竜は山並みにたった。尾をくねらせ、手元に近づけると、繊細な生き物を扱うように優しく愛撫した。


あれを見ていると悲しくなる。"



 そうして紙をくしゃくしゃに丸めて投げ捨てた。

 どうしても難しい。



 ノベルの内容は交換小説を行う9人の女性たちの物語だ。

 一人一人が小説を書いて、次の人に繋げていく。

 このアプリそのものをモデルにとったメタフィクションな物語だった。


 やはり、途中から誰か一人のかいた物語の内容に触れることは止めておこう。流れを壊さずに。

 でも、描くのが難しい。


 1パラグラフを立ち上げたのは紫。

 プロフィールには「今年から社会人です。参加できるのは今だけかも」とあった。


 紫さんは抒情的な文章を書く人で、話をまとめていくのがうまい。

 得意なのはラストに向けて最高のバトンを渡さなくてはいけない第8パラグラフだ。


 アプリにはいろいろな立場の人が参加している。

 一つのノベルに出会うのは一期一会である側面も十分に持っている。



「なんとかいいの続けたいな。なんか私なんかが描くの敷居が高いんですよ。ノエルさん! この人の台無しになるかもって」


 ノベルに参加しているのは現段階で8人。

 紫さん。nanameさん。ばななちゃん。ノエルさん。alalaizmさん。武竜さん。後ろの椿さん。里犬さん。

 9パラグラフではタイトルも付けることができるし、最後の総括を担うことになるので、敷居の高さはひとしおのものだ。


「ノエルさん!やっぱ私には無理ですよ」


 完成しないうちから、いいねが一人10を越えている。


「ノエルさん!やっぱ私には無理ですよ」


 手を持ち上げる前から指がふるえてしまう。

 誤字とか、誤字とか誤字とか。


 Twitterに言葉がある。


:死ぬ訳じゃないんですよwコマおにぎりさん。

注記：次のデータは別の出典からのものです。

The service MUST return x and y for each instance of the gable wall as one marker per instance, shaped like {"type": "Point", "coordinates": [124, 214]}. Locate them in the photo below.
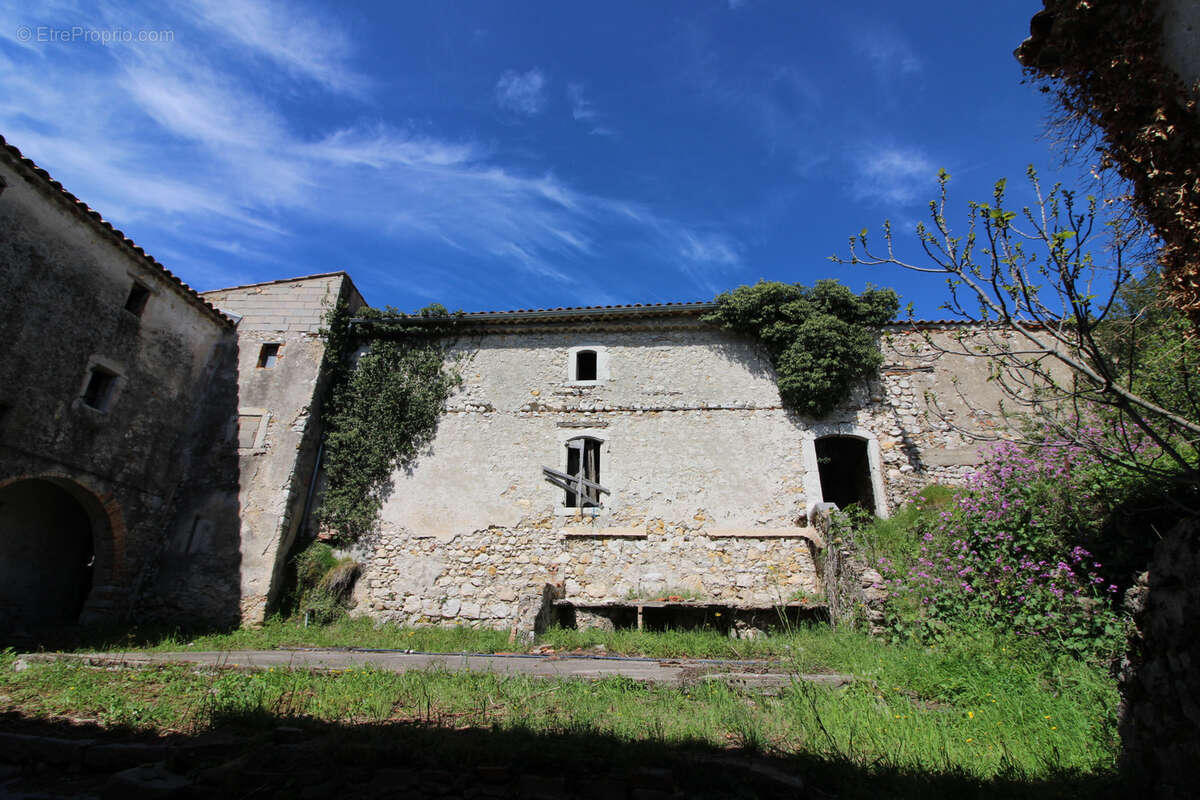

私もあなたの文章読んでみたいです。


 何度も書き直した。

 うまくいっているのかわからない。

 また、何年後かに今日のように交換日記を楽しめるように、誓いをたてる結びになっている。


 タイトルは「綾糸」。

 紡がれる交換小説を糸のような、それでも温かみのあるイメージで表現した、つもりだ。


 心臓が高鳴る。

 投稿して、まだ10秒しかたっていないのに、いいねが気になる。

 こんな夜更け。


 私は知らないうちに眠ってしまっていた。



 翌朝、たくさんのいいねがついていた。

 Twitterにも、

:完成しました。「綾糸」。すてきなタイトルです。ありがとうございます。

 紫からのコメントが書かれてあった。


:コマおにぎりさん。ごまじゃないんですね(笑)フォローさせてもらいます。これからもよろしくおねがいします。

 nanameさんだ。

 安定感のある言葉選びで、実体験とも思えるほどリアルな設定で書く人だ。


 フォローがたくさん来ていた。

 ほっと安心すると同時に倒れた。

:ノエルさんーよがったよー助かったよー助かったよー

:だから何も命かかってたわけじゃないでしょw

:みなさんからお褒めの言葉もらって今死にそう

:どちらにしても貴方は命が危ないのねw



 手をつながれたような気がした。

 実際にそばにいるわけじゃない。

 人と繋ぐ絆は細い糸だ。

 それは小さな小さなつながりだけれど、その奥に待つのは、楽しい未来かもしれない。



 これが交換小説、私のデビューの話。